Bosnië en Herzegovina: Bosnische rechtbank heft arrestatiebevel tegen Servische leider Dodik op
De rechterlijke macht in Bosnië en Herzegovina heeft een arrestatiebevel tegen de Bosnisch-Servische leider Milorad Dodik voorwaardelijk opgeheven. Dodik is verschenen voor het Openbaar Ministerie van het land en heeft zich laten verhoren, zo maakten de onderzoeksautoriteit en de rechtbank in een gezamenlijke verklaring bekend. Hiermee is het arrestatiebevel tegen Dodik ongeldig verklaard en is de Servische leider voorlopig vrijgelaten. De rechtbank heeft Dodik bevolen zich regelmatig bij de autoriteiten te melden; anders wordt er een nieuw arrestatiebevel uitgevaardigd. Dodik vertelde vervolgens aan de televisiezender RTRS dat hij zich niet als overwinnaar voelde, maar dat hij de hele zaak gewoon zat was.
De 66-jarige is de president van de regio Republika Srpska (RS) in Bosnië . Het Openbaar Ministerie verdenkt Dodik van anti-constitutionele activiteiten. Omdat hij geen gehoor gaf aan een dagvaarding van het Openbaar Ministerie, vaardigde de rechtbank in maart van dit jaar een arrestatiebevel uit.
Dodik had eerder al eenzijdig de jurisdictie van de Bosnische rechterlijke macht en politie over de Republika Srpska beëindigd. De Servische leider reageerde daarmee op een rechterlijke uitspraak die niets te maken had met het onderzoek naar anticonstitutionele activiteiten.
Dodik zou het vredesakkoord hebben geschondenIn februari van dit jaar werd Dodik veroordeeld tot een jaar gevangenisstraf en een verbod van zes jaar op politieke functies wegens gebrek aan respect voor de Hoge Vertegenwoordiger van de VN voor Bosnië, de Duitser Christian Schmidt.
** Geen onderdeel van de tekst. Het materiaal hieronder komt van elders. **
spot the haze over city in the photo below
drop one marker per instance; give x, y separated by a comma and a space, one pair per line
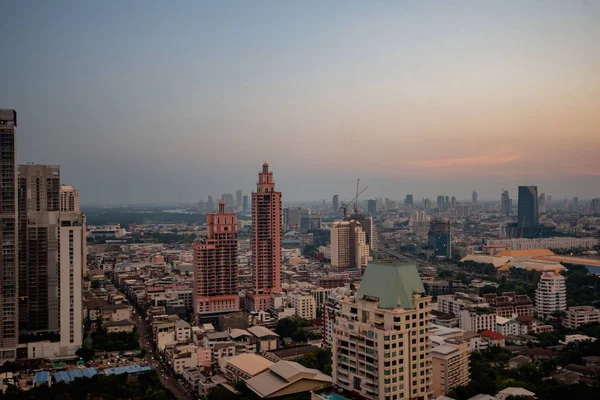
139, 101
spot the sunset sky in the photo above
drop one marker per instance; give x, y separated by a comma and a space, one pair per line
181, 99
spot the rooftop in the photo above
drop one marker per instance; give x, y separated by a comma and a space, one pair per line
283, 375
252, 364
393, 285
261, 331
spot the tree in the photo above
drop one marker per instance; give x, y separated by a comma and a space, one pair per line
86, 353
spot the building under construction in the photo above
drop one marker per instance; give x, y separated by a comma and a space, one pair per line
440, 237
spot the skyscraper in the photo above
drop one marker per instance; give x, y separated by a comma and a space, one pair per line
372, 207
440, 237
505, 203
542, 202
381, 337
215, 266
266, 240
527, 219
71, 259
52, 259
210, 204
9, 244
229, 202
238, 199
349, 247
440, 203
69, 198
38, 195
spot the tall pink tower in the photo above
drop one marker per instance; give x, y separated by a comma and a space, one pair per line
266, 241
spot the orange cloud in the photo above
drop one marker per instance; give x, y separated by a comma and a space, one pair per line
480, 161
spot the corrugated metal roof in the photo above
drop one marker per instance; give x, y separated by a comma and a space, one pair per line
393, 284
69, 376
41, 377
128, 369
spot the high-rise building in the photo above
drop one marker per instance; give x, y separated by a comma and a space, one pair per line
238, 199
229, 202
71, 261
52, 258
462, 210
528, 218
210, 204
69, 198
595, 205
381, 337
440, 237
542, 202
440, 204
266, 241
8, 220
450, 364
215, 266
427, 205
372, 207
505, 203
575, 203
38, 194
551, 294
349, 247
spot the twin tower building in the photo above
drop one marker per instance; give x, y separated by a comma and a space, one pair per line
215, 258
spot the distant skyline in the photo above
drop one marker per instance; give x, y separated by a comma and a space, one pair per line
139, 100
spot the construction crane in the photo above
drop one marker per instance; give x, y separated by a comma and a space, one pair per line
355, 200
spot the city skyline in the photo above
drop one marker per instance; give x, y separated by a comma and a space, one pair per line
283, 84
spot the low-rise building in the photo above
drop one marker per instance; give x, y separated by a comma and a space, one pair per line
477, 319
494, 338
577, 316
455, 303
509, 304
551, 295
285, 378
450, 364
266, 339
119, 326
304, 304
244, 366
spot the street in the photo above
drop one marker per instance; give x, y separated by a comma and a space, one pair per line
152, 358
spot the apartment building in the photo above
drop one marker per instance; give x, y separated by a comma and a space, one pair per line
349, 248
304, 304
577, 316
551, 295
381, 336
215, 266
509, 304
455, 303
450, 364
477, 319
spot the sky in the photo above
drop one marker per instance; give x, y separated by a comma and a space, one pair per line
146, 100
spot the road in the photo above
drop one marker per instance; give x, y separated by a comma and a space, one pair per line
403, 257
152, 358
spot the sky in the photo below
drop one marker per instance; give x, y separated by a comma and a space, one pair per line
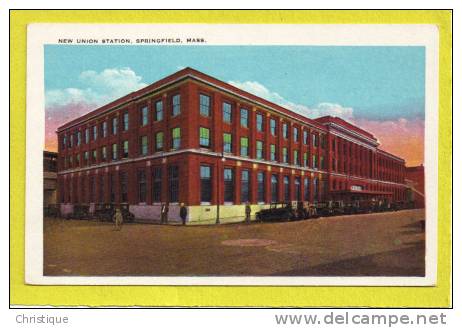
381, 89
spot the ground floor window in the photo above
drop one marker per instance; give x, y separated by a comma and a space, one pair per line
228, 174
206, 183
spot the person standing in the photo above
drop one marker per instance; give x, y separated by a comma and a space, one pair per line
183, 213
248, 210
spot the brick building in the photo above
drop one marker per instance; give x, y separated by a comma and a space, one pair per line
194, 139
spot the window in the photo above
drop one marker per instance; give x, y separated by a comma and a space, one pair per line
176, 105
125, 149
245, 186
114, 152
274, 188
298, 190
244, 118
315, 140
244, 146
142, 186
295, 134
159, 110
125, 121
104, 129
296, 162
176, 138
227, 112
115, 123
261, 187
272, 152
273, 126
95, 132
143, 145
286, 189
227, 142
204, 105
103, 153
259, 122
285, 156
204, 137
285, 131
229, 185
173, 184
144, 115
123, 187
206, 183
156, 184
159, 140
306, 184
259, 149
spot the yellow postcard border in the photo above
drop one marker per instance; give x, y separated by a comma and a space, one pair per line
232, 296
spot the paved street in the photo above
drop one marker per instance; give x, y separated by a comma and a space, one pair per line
386, 244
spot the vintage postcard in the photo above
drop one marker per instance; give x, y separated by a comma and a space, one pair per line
212, 154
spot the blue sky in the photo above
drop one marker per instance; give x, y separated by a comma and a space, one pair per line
379, 83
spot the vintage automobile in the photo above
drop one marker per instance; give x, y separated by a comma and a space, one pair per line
277, 212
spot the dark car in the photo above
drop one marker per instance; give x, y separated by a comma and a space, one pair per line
277, 212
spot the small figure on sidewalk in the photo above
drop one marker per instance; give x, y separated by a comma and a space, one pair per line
183, 213
248, 210
118, 219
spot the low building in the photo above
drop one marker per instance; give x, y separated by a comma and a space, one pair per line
190, 138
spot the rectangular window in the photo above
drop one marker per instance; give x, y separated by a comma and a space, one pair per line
228, 185
245, 186
159, 140
206, 183
227, 143
125, 149
227, 112
306, 188
176, 105
115, 123
114, 152
123, 181
156, 184
285, 131
142, 186
204, 137
173, 184
244, 118
176, 138
274, 188
285, 155
125, 121
261, 187
159, 110
204, 105
286, 189
244, 146
259, 122
259, 152
272, 152
144, 116
143, 145
273, 126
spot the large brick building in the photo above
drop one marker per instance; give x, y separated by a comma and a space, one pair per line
192, 138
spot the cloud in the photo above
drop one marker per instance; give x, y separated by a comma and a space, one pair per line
99, 87
322, 109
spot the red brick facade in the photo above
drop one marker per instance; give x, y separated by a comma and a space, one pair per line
334, 159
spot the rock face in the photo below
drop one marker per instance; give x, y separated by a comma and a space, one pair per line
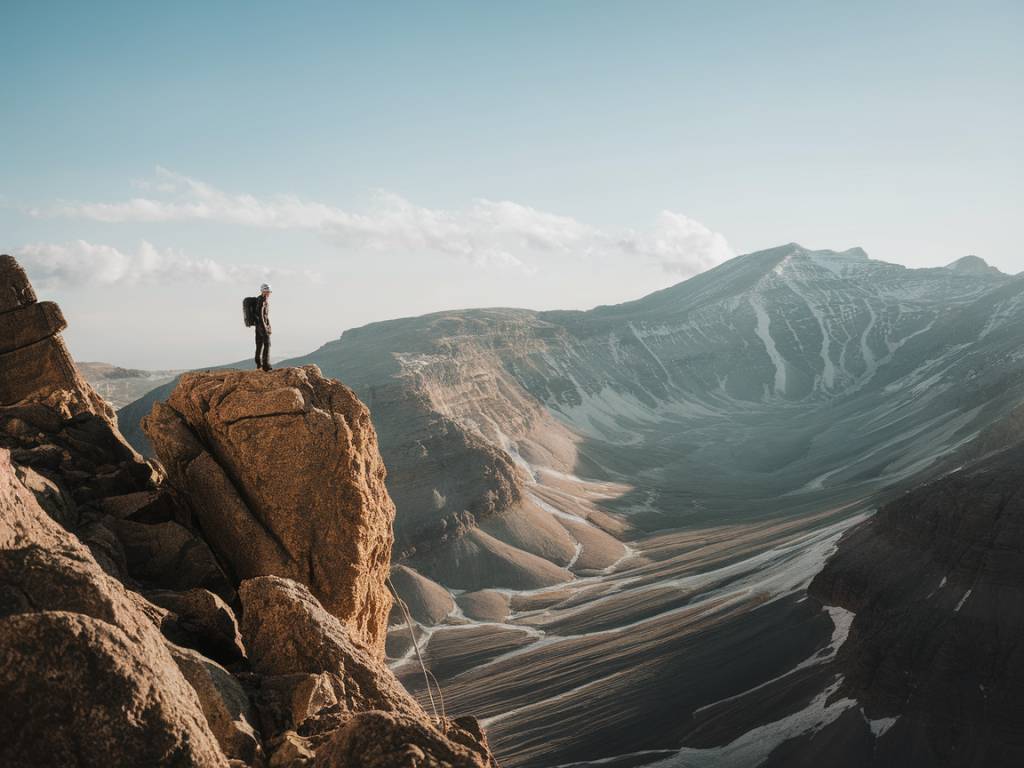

Het vonnis is nog niet definitief. Dodiks advocaten hebben hoger beroep aangetekend. Dodik riep de Bosnische Serviërs in de centrale regering ook op om hun functies neer te leggen en zich aan te sluiten bij de instellingen van de Republika Srpska.
Dodik zet zich al jaren in voor de afscheiding van de RS van de Bosnische staat en coördineert regelmatig met de Russische president Vladimir Poetin. De Bosnische Serviër weigert ook het bloedbad in Srebrenica, waarbij in 1995 meer dan 8000 moslimmannen en -jongens omkwamen, als genocide te erkennen . Ook dit is strafbaar volgens de Bosnische wet .
Sinds het Dayton-vredesakkoord is Bosnië en Herzegovina verdeeld in de overwegend Bosnisch-Servische Republiek Srpska en de Kroatisch-Islamitische Federatie van Bosnië en Herzegovina . De twee semi-autonome regio's zijn met elkaar verbonden door een zwakke centrale overheid.